Since the ability of mind to rise above matter and of consciousness to mold reality is
transient, and perhaps itself an illusion, Lord Ewald's desire for union with the absolute
can be accomplished only in death. Thus the novel moves to an ironically tragic
denouement. Resolving to live in happy isolation with Hadaly on his ancestral estate, the
young lord has his Android bride shipped to England in a large crate--after she has first
climbed into the black ebony coffin, lined with black satin, in which she travels
(ominously recalling tales of vampires), and then been disconnected.
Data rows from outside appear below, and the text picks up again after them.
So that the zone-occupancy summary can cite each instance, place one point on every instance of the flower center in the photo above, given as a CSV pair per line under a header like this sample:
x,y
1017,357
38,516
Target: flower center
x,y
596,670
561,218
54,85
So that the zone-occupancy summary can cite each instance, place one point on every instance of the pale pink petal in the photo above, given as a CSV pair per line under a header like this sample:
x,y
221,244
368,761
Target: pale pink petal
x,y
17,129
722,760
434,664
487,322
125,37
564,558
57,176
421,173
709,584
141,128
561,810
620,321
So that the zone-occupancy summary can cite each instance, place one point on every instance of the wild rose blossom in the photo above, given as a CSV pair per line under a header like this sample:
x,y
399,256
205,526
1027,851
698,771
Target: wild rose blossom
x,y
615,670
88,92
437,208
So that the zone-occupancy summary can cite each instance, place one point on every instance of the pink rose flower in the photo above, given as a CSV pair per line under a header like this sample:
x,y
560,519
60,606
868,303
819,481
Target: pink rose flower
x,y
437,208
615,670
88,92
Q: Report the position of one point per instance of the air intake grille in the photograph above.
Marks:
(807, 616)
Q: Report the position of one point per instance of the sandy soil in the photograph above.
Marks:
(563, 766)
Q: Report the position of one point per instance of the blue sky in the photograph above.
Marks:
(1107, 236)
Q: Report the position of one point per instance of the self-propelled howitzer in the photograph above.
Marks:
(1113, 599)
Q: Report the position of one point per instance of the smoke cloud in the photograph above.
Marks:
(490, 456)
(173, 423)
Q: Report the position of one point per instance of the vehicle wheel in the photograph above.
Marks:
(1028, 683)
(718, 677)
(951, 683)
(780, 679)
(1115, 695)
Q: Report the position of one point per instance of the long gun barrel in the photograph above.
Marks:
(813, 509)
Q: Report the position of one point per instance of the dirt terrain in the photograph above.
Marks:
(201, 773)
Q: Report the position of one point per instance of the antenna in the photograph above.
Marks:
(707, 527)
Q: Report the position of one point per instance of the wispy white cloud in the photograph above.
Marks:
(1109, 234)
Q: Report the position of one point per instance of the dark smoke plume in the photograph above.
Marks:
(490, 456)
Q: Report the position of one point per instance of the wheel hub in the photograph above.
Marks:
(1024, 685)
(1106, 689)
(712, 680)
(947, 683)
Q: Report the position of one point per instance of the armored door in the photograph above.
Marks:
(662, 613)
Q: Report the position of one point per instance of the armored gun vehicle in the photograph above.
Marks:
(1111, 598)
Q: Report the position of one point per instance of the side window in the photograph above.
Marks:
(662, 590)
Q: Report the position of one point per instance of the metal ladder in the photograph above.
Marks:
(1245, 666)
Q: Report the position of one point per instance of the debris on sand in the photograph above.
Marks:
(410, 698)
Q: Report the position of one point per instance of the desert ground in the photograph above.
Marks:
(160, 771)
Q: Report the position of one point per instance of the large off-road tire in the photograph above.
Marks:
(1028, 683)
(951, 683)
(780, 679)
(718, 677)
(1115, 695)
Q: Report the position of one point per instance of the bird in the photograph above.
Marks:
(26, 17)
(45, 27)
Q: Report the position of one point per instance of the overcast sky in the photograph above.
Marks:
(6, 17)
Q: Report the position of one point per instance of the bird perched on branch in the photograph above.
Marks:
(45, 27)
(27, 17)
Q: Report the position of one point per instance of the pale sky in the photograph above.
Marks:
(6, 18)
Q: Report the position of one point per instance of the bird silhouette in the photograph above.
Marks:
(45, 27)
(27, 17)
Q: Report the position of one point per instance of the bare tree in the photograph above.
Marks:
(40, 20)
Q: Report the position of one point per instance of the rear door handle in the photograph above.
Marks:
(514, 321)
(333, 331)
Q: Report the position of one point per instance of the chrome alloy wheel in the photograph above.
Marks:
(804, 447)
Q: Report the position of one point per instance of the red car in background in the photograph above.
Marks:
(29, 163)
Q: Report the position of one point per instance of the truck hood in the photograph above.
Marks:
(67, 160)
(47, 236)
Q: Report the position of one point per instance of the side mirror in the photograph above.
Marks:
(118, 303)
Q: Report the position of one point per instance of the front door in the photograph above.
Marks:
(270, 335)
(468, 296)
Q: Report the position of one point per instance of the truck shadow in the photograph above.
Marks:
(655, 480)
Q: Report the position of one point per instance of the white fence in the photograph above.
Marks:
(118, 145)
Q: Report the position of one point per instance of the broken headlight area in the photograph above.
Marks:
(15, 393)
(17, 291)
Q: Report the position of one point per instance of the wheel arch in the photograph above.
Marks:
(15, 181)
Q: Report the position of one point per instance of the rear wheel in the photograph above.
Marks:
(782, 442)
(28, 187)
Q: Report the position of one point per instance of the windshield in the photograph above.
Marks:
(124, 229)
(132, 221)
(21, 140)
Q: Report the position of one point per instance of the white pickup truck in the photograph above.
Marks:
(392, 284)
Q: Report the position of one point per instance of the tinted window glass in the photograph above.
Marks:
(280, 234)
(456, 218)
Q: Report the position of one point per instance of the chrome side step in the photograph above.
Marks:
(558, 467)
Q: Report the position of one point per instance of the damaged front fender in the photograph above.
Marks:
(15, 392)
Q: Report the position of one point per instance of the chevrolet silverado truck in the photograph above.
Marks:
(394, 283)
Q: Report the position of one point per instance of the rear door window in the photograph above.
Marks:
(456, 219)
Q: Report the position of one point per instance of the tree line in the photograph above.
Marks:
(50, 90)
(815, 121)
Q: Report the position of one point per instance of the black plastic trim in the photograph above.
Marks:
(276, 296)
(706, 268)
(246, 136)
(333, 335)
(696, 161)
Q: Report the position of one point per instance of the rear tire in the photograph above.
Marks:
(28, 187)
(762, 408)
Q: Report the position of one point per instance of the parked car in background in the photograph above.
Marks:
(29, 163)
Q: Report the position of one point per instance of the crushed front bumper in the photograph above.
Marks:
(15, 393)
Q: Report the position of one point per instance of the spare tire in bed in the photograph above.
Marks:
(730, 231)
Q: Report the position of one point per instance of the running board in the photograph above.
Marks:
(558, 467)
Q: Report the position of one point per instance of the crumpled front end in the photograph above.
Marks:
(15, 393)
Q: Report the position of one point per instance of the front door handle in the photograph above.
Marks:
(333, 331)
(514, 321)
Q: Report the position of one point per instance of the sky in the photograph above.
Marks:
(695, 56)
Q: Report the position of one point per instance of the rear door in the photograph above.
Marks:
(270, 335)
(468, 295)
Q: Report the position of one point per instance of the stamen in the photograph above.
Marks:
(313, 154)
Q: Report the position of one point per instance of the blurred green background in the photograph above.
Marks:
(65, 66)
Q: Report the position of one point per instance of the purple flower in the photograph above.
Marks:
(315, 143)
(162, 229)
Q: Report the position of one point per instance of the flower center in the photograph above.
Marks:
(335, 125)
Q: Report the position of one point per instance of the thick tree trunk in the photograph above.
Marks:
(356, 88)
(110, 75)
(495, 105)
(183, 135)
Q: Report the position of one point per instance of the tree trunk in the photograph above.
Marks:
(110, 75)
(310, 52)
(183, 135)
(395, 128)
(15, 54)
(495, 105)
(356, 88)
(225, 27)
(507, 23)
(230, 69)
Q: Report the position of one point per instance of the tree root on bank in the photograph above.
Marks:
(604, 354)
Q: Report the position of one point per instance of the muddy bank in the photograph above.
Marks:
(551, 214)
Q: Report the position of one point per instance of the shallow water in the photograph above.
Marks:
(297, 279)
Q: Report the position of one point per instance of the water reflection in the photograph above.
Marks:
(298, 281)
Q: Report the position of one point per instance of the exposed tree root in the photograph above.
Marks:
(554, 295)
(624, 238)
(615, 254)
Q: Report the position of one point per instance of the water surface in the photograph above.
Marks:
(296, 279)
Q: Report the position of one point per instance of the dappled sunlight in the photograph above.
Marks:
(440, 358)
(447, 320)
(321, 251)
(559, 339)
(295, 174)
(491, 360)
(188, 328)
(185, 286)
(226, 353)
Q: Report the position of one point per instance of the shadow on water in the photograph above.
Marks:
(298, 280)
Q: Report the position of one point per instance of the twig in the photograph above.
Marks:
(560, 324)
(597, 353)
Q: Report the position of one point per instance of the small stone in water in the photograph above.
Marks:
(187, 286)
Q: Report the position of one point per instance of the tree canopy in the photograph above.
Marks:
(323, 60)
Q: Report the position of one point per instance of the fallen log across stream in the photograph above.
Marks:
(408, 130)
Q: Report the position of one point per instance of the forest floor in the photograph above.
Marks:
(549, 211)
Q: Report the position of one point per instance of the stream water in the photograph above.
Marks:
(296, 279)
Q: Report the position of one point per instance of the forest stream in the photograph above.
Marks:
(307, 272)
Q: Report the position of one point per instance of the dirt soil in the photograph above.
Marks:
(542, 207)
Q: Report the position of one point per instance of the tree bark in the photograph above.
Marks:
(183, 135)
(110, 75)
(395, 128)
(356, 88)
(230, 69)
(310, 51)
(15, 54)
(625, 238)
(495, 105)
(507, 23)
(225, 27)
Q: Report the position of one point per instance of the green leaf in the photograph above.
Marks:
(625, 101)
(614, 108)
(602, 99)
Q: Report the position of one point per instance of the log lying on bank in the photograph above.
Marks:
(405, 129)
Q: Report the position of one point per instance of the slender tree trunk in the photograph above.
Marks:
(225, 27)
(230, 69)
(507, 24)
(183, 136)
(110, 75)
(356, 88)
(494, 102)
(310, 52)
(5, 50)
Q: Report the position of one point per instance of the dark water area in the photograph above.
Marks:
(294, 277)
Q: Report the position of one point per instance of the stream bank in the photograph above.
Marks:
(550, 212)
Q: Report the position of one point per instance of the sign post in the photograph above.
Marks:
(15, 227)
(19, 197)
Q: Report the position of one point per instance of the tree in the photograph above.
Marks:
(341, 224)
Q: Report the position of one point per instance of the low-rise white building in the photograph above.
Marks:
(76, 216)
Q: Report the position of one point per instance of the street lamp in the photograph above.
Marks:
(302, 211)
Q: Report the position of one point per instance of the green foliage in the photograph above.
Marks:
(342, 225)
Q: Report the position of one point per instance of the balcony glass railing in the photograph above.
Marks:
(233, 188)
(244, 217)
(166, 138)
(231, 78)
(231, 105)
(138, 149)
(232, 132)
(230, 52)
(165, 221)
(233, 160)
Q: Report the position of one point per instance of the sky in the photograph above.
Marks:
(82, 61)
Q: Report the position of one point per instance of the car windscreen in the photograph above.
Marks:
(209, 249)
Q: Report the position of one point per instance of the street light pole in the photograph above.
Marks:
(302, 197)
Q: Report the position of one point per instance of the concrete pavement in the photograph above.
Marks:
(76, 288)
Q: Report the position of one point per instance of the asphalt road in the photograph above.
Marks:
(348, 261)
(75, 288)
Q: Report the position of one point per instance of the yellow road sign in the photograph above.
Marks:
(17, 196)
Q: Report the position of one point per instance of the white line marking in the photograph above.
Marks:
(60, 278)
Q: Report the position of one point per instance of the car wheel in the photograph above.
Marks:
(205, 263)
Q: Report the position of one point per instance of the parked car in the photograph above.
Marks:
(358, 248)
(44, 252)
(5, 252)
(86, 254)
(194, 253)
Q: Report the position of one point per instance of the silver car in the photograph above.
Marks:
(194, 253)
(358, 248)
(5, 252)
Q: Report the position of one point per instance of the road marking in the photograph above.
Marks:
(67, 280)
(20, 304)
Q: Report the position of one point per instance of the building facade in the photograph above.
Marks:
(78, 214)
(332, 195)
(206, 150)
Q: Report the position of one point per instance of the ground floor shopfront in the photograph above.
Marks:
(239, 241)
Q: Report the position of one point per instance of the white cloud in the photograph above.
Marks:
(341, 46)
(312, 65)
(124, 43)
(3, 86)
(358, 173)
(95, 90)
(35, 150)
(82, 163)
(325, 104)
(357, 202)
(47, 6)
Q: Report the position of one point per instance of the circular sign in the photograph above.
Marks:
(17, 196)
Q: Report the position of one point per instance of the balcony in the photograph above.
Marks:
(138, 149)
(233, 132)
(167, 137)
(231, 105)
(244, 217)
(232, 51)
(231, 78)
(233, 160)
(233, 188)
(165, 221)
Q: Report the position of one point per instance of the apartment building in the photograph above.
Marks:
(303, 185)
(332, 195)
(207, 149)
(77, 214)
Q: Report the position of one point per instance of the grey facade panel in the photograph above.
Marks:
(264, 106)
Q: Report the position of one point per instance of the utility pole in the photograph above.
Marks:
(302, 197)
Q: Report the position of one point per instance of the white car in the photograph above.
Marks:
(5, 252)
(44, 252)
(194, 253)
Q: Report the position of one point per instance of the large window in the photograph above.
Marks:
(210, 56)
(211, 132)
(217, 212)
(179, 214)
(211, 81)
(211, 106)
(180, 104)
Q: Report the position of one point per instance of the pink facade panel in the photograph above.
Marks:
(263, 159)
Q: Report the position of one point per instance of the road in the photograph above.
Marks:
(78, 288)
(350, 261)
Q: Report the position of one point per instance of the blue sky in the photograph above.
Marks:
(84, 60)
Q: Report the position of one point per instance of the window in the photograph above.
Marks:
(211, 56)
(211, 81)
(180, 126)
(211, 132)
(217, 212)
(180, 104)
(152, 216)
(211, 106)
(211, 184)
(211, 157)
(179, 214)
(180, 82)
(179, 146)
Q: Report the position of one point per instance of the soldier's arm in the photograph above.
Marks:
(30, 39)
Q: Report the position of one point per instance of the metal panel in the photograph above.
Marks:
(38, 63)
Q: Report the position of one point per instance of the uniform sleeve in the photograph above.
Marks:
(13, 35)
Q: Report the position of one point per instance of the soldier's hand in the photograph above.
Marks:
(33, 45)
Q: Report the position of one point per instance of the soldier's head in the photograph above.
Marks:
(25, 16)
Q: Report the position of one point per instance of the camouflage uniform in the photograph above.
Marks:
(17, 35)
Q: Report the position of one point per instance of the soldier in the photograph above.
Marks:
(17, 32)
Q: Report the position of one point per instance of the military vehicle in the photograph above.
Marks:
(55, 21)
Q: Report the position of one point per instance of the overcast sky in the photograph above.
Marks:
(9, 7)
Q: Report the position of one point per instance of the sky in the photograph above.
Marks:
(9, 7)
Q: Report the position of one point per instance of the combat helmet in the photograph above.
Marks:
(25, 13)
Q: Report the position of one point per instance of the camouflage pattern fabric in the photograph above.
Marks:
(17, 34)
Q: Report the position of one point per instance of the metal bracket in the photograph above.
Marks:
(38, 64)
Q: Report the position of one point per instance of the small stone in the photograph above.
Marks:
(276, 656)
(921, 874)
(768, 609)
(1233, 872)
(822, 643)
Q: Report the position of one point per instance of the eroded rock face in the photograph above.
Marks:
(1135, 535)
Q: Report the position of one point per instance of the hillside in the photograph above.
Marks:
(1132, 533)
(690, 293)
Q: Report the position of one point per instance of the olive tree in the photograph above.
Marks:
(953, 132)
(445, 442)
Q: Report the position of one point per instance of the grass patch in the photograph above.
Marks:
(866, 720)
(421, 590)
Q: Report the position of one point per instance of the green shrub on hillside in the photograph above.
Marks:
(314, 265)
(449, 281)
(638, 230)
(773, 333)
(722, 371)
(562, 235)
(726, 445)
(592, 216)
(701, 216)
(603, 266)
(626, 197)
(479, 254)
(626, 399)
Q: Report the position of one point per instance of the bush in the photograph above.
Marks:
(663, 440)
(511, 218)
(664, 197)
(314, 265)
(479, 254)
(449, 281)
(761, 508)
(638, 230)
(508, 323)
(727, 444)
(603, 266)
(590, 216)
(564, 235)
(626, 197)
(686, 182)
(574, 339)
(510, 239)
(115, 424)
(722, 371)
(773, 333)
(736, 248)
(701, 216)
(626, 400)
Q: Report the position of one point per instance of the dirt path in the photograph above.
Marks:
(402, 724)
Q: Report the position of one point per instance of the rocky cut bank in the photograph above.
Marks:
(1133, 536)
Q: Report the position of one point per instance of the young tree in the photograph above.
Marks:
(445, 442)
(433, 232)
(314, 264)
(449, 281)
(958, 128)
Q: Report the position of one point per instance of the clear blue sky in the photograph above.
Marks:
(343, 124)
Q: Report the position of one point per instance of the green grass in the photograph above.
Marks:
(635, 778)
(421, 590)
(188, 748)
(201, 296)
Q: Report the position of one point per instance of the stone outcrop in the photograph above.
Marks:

Edison packs the
instruction manual in the coffin, telling Lord Ewald how his new Eve is to be activated by
manipulating the rings on her fingers, to be fed on special pills, and to have her joints
oiled once a month with an extract of roses.
During the crossing of the Atlantic on the liner Wonderful, a storm strikes
and fire breaks out in the hold--the Promethean flame now turned destructive. Despite the
young lord's superhuman efforts to reach his love, the Android is immolated as on a
funeral pyre; and when the ship goes down, she sinks back into the non-being of the
waters. The natural elements express their fury after being downgraded in favor of the
artificial; the Deluge is come again, in vengeance for Edison's challenge of the deity.
The despairing English nobleman is forcibly saved against his will, whereas the real
Alicia Clary, coincidentally on the same voyage, drowns when her lifeboat overturns. From
his castle in England, Lord Ewald telegraphs Edison a few final words before blowing his
brains out (as he had originally intended at the start of the novel). Tomorrow's Eve ends
with a Wagnerian Liebestod in which love is linked to death; only suicide enables
one to rise superior to a detestable world where life is inherently vile. (The poet Paul
Verlaine called the catastrophe devastating in that a soul is forever annihilated and
Edison, its creator, crushed. Noting that when Villiers died in 1889 [the year the novel
takes place], the real Edison was in Paris, Verlaine wonders if the American inventor was
aware that he was the hero of such a splendid symbolic work.)
Epic in its ambitions, Villiers' novel has been called the French Faust. In
the chapter on "Robots and Humans" in his theoretical study Futurology and
the Fantastic, Stanislaw Lem makes a somewhat less favorable estimate. He judges Tomorrow's
Eve as proto-SF, touchingly anachronistic in its naive technical descriptions of the
mechanism of the Android (lacking even any indication of how her sight functions) and
inept in its inadequately justified attribution of a soul to Hadaly, but farsighted in its
satiric analysis of linguistic cliches, which anticipates the plays of Ionesco. The Soviet
critic, N. Rykova, on the other hand, considers Tomorrow's Eve as an SF utopian
fantasy which by the end--given Villiers' belief in the power of the dream--becomes
transformed into a fairy tale, but nonetheless remains prophetic in its exploration of the
motif of the automaton that acquires independent existence and free will. Here the Soviet
writer sees a bond between Villiers' work and modern SF; indeed, he compares it to Lem's Solaris,
where the heroine created by powers unknown to man has more than a little in common
with the Android Hadaly.
We have reason to be grateful to Robert Martin Adams, who has made Tomorrow's Eve available
in an excellent English translation, to which he has provided a lucid and informative
introduction about Villiers. My only quarrel is with Adams's rendering of the title, which
I believe would be both more accurate and resonant as The Future Eve.